Very exciting news!! Briards are very cool dogs!! Happy puppy searching!


----------



## ArreauStandardPoodle (Sep 1, 2009)

I am not trying to rain on your parade and wish you all the best in your venture, but I too was attraced to them, until I heard how remarkably hard headed they are as a rule. When the guy does the commentary for Westminster, he always talks about their strong will, and how important it is that their owners are equally strong willed. Then in Dogs In Canada, they have a section called Breedlines, and there are write ups about the breed standards, temperaments, etc., and they also mentioned how hard headed and strong willed they are. I have changed my mind. Love their ears though!!!!


----------



## Aidan (Mar 4, 2009)

Oh I have heard that as well! I have already talked with Redyre Rottwielers they are nearby and the breeder is active in the Salisbury Kennel Club training nights and invited me to come out for their weekly meetings as well as the training nights they have weekly..so if I end up getting a Briard pup he will be having training right away and plenty of socialization.

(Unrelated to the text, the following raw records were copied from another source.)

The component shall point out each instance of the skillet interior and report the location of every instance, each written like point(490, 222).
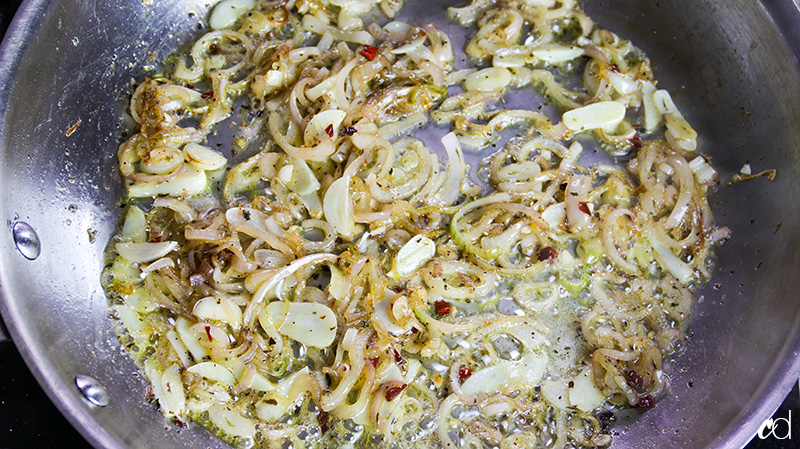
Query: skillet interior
point(730, 65)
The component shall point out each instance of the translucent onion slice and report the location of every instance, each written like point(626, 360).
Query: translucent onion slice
point(311, 324)
point(605, 115)
point(227, 12)
point(202, 157)
point(144, 251)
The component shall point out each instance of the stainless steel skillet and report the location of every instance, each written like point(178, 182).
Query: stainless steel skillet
point(66, 69)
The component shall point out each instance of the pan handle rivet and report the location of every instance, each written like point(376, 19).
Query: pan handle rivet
point(92, 390)
point(27, 240)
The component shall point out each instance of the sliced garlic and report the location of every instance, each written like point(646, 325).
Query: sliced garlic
point(557, 53)
point(230, 421)
point(506, 374)
point(202, 157)
point(311, 324)
point(584, 394)
point(605, 115)
point(555, 392)
point(317, 129)
point(174, 398)
point(299, 177)
point(213, 371)
point(508, 61)
point(219, 309)
point(338, 207)
point(414, 254)
point(491, 79)
point(144, 251)
point(134, 227)
point(191, 182)
point(227, 12)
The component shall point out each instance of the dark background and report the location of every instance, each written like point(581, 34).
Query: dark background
point(28, 419)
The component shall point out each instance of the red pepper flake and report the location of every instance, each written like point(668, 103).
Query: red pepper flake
point(547, 253)
point(208, 332)
point(636, 141)
point(645, 402)
point(442, 307)
point(634, 380)
point(369, 52)
point(322, 417)
point(397, 357)
point(73, 128)
point(393, 392)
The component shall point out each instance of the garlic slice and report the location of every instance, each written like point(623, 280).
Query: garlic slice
point(202, 157)
point(605, 115)
point(311, 324)
point(144, 251)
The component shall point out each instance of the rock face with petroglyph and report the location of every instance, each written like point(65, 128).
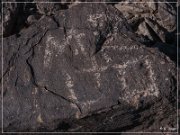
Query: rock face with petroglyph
point(73, 65)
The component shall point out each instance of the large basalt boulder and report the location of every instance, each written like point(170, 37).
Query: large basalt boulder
point(8, 17)
point(151, 19)
point(79, 63)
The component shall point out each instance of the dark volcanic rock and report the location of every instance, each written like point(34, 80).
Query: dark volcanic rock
point(63, 71)
point(10, 11)
point(154, 20)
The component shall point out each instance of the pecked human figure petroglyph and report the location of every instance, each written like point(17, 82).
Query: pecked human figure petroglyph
point(80, 68)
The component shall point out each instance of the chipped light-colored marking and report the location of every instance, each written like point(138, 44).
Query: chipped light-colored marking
point(78, 36)
point(122, 48)
point(107, 58)
point(153, 87)
point(96, 33)
point(53, 46)
point(72, 93)
point(93, 19)
point(48, 53)
point(76, 52)
point(70, 84)
point(97, 76)
point(39, 119)
point(123, 80)
point(78, 39)
point(118, 66)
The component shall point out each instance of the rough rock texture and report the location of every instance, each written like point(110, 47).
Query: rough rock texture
point(153, 20)
point(10, 11)
point(84, 72)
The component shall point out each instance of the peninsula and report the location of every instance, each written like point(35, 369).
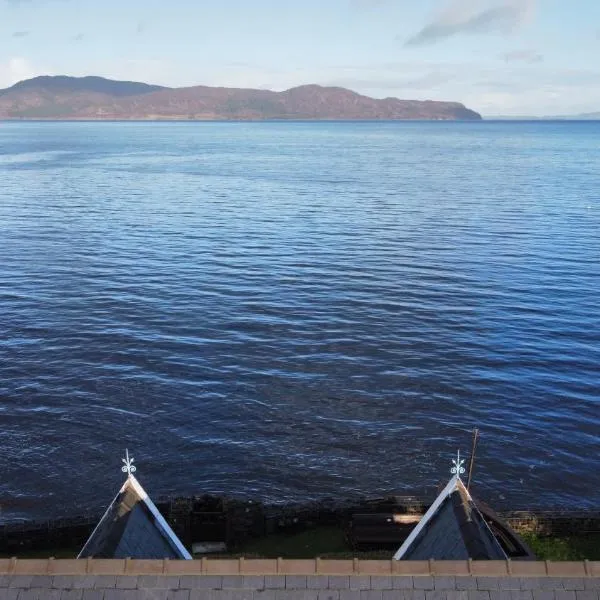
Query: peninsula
point(96, 98)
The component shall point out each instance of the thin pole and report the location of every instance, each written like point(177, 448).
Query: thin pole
point(472, 461)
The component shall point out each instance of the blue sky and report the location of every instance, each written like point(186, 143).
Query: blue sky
point(500, 57)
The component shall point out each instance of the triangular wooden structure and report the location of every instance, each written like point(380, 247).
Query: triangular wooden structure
point(452, 529)
point(132, 527)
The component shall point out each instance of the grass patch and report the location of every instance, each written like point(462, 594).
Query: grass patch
point(565, 548)
point(325, 542)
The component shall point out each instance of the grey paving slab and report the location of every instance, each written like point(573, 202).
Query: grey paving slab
point(264, 595)
point(402, 582)
point(551, 583)
point(543, 595)
point(479, 595)
point(295, 582)
point(565, 595)
point(592, 583)
point(72, 594)
point(29, 594)
point(317, 582)
point(232, 594)
point(177, 595)
point(233, 582)
point(521, 594)
point(253, 582)
point(275, 582)
point(466, 583)
point(151, 594)
point(105, 581)
point(93, 594)
point(296, 594)
point(371, 594)
point(447, 582)
point(435, 595)
point(338, 582)
point(381, 582)
point(530, 583)
point(204, 594)
point(509, 583)
point(126, 594)
point(457, 595)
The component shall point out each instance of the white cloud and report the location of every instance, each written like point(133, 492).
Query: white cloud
point(527, 56)
point(474, 16)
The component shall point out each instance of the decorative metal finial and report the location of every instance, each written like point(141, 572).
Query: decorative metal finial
point(129, 467)
point(458, 468)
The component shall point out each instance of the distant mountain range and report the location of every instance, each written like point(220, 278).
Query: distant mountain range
point(73, 98)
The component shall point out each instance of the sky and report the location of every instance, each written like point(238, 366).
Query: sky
point(499, 57)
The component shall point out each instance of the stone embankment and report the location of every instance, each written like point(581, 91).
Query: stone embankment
point(278, 579)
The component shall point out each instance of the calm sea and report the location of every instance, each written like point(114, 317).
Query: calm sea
point(290, 311)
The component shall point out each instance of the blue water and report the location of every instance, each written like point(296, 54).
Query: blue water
point(290, 311)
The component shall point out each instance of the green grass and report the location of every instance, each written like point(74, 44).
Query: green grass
point(565, 548)
point(329, 542)
point(325, 542)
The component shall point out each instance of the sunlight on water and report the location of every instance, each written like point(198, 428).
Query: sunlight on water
point(298, 310)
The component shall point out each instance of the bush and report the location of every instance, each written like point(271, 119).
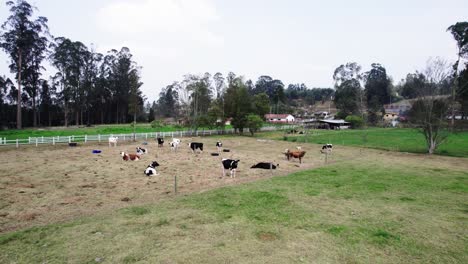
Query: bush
point(356, 121)
point(340, 115)
point(254, 123)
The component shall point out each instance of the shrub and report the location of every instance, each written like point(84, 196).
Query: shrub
point(356, 121)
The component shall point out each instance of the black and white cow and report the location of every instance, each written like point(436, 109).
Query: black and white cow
point(195, 145)
point(265, 165)
point(151, 170)
point(141, 151)
point(175, 144)
point(231, 165)
point(160, 142)
point(219, 145)
point(327, 148)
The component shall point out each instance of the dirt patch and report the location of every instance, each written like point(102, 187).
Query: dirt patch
point(65, 183)
point(75, 182)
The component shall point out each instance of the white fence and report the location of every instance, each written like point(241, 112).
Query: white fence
point(122, 137)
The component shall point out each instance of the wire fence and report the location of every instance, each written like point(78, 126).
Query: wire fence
point(124, 137)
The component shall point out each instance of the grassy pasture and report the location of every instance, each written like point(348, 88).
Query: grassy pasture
point(366, 206)
point(393, 139)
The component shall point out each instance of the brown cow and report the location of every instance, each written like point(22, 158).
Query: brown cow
point(298, 154)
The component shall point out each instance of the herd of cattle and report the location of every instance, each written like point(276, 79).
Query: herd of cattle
point(227, 164)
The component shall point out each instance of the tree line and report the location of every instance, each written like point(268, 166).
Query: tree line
point(209, 100)
point(87, 87)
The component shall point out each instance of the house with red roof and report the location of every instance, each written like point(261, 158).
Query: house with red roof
point(279, 118)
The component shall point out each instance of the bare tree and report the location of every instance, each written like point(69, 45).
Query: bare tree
point(429, 112)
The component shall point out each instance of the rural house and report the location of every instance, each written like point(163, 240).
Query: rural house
point(279, 118)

My German Shepherd is pretty head strong and i've found her to be managable.


----------



## ArreauStandardPoodle (Sep 1, 2009)

Aidan said:


> Oh I have heard that as well! I have already talked with Redyre Rottwielers they are nearby and the breeder is active in the Salisbury Kennel Club training nights and invited me to come out for their weekly meetings as well as the training nights they have weekly..so if I end up getting a Briard pup he will be having training right away and plenty of socialization.
> 
> My German Shepherd is pretty head strong and i've found her to be managable.

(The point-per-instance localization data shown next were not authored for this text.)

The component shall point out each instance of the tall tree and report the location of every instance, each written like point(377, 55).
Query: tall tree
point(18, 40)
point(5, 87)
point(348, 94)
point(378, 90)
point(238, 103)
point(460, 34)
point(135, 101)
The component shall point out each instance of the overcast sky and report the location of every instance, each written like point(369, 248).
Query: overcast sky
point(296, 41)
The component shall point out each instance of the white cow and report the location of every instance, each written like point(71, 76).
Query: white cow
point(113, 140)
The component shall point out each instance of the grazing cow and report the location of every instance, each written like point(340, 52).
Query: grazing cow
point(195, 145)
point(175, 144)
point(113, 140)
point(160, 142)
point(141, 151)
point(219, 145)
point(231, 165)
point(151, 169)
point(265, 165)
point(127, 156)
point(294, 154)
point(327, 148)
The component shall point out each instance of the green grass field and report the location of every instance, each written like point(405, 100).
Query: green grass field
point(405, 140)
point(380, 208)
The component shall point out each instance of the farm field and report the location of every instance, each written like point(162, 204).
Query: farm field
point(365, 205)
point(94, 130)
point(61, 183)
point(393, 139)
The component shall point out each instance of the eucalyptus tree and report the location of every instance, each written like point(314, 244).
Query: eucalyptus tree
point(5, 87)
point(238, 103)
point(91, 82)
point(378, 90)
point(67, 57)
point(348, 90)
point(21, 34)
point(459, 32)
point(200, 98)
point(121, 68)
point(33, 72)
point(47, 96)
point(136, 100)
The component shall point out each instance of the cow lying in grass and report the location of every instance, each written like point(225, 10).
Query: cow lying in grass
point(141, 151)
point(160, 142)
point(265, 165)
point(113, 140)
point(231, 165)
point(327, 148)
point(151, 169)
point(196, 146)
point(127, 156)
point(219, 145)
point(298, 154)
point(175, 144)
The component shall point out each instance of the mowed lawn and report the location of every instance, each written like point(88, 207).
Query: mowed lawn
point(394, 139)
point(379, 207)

Well, if you have already worked things out with one strong willed dog, you will likely be good to go with another. The early training is a good idea too!! Best of luck with your new addition.


----------



## Fluffyspoos (Aug 11, 2009)

Their ears are so awesome, are you going for the cropped or natural look? What color are you hoping for? Good luck with your puppy!

One thing.. your breeders page keeps minimizing my browser and it's absolutely obnoxious :doh:


----------



## Aidan (Mar 4, 2009)

I kind of like the look of the black Briards but im hoping for the tawny/brown with the darker beard.

I just think black coats look wonderful if well maintained, they always look so shiny and glossy.

She will crop the ears before they go to their homes unless I ask her not to. I'm kind of torn on the issue, i love the cropped look.. those ears are just amazing but I also don't like the thought of a puppy going through the pain. I'm not going to be showing so once I meet the breeder I'll see what she suggests.

Oh and yea it does that to my browser as well...I wish she'd fix it. Perhaps I should offer to maintain her website for a discount on a puppy!


----------



## Moxie (Jan 25, 2010)

Aidan said:


> I kind of like the look of the black Briards but im hoping for the tawny/brown with the darker beard.
> 
> I just think black coats look wonderful if well maintained, they always look so shiny and glossy.
> 
> ...


Well,I would consider that type of offer!!LOL My web site person is not reliable at all and it is driving me nutz!:doh:


----------